(WARNING: Details may be disturbing to some readers.)
Editor’s note: A previous version of this story said that Jeffrey Deel wrote the poem called “The Dash,” however, he did not author the poem.
MADISON TOWNSHIP, Ohio (WJW) – Nearly 40 years after the murder of 10-year-old Danny O’Donnell in Lake County, Ohio, his killer sent an apology letter to the boy’s family.
Jeffrey Deel, 53, is serving a life sentence and has been denied parole eight times. His next hearing is on April 20 and it’s his first time in front of the full Ohio Parole Board.

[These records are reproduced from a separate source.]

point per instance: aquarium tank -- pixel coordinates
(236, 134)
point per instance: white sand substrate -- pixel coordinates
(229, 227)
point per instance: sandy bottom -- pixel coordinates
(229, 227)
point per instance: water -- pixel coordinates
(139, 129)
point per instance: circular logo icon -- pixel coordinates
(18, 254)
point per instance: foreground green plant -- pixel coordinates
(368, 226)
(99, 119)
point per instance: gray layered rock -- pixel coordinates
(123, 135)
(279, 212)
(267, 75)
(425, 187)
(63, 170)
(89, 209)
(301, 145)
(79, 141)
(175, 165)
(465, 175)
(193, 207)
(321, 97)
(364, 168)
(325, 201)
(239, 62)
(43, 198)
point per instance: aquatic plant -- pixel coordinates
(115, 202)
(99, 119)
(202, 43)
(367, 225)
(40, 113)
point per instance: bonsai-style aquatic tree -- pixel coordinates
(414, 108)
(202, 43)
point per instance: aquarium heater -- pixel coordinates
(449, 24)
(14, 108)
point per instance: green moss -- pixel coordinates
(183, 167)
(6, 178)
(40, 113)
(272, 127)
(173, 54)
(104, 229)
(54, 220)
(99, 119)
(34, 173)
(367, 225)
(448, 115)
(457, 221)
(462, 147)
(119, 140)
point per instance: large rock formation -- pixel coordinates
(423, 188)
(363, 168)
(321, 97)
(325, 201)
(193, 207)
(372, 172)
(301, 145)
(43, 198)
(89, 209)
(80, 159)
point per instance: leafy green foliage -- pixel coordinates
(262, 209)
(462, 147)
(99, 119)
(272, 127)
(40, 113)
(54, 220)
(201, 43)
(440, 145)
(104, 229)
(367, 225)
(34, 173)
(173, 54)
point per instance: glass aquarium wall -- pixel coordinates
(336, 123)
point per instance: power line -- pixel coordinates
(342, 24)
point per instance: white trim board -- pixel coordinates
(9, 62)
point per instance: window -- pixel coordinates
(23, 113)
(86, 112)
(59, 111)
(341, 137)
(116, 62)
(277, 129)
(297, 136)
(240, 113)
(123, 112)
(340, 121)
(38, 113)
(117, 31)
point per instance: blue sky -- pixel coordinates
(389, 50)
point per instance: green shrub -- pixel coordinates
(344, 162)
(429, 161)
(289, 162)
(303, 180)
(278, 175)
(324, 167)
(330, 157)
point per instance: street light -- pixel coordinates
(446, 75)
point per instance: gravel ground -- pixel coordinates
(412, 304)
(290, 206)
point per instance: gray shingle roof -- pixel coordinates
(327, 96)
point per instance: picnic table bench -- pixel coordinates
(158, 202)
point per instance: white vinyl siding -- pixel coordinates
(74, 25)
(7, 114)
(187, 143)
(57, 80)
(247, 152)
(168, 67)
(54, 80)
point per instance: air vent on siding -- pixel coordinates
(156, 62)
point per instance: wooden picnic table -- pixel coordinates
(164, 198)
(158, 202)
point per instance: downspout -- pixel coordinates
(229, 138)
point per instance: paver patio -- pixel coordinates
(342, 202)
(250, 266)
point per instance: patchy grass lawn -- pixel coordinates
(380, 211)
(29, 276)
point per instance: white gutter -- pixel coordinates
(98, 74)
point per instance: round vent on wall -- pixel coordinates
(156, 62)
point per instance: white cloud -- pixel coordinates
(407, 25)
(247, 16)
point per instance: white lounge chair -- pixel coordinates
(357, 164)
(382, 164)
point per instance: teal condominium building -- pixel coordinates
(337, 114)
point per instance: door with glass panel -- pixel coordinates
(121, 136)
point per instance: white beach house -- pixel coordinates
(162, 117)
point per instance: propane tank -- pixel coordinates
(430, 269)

Deel was 16 years old when he passed the O’Donnells’ home in Madison Township and invited Danny to the nearby Bennett Road Beach on Oct. 23, 1984. A short time later, the fifth grader was found face down in Lake Erie.
“I beat, strangled and drug his innocent, lifeless body into the lake and abandoned him there. Then lied and denied everything,” Deel wrote in a August 2021 letter to the O’Donnells.
“When I talk about all the people that I have made victims of when I brutally killed your son Danny, in a fight that I should not have even started, I must also think about friendships that I ruined. You were friends with my parents. I took this away from you, too. My little brother Brian was Danny’s best friend. I took this friendship away from them, too.”
In the letter, which the O’Donnell family shared with WJW, Deel apologizes for the murder and includes a poem called “The Dash.”
“I know that if you are reading this letter, you are probably saying many things. Such as: I am still alive and Danny is not, or I got to enjoy life in prison and Danny is still gone, or you may have this or that and Danny has nothing– you took that away from us. I wish I could bring Danny back. I wish I could give you your son back.”
With the recent passing of Ohio Senate Bill 256, which retroactively bars life sentences without parole, the O’Donnells said they are nervous he could be released this time around.
“It’s kind of emotional to think of what we want to say,” said Kelly O’Donnell, Danny’s mother. “This letter doesn’t mean anything to me. At this point it’s just no, I’m not — Danny didn’t get the second chance, Danny’s not here because of what you did.”
The family is asking for people to write letters to the Ohio Department of Rehabilitation and Correction, and sign an online petition. Those signatures need to be in by Sunday night.
“He said if he ever got out, he’d kill us,” said Charles O’Donnell, Danny’s father.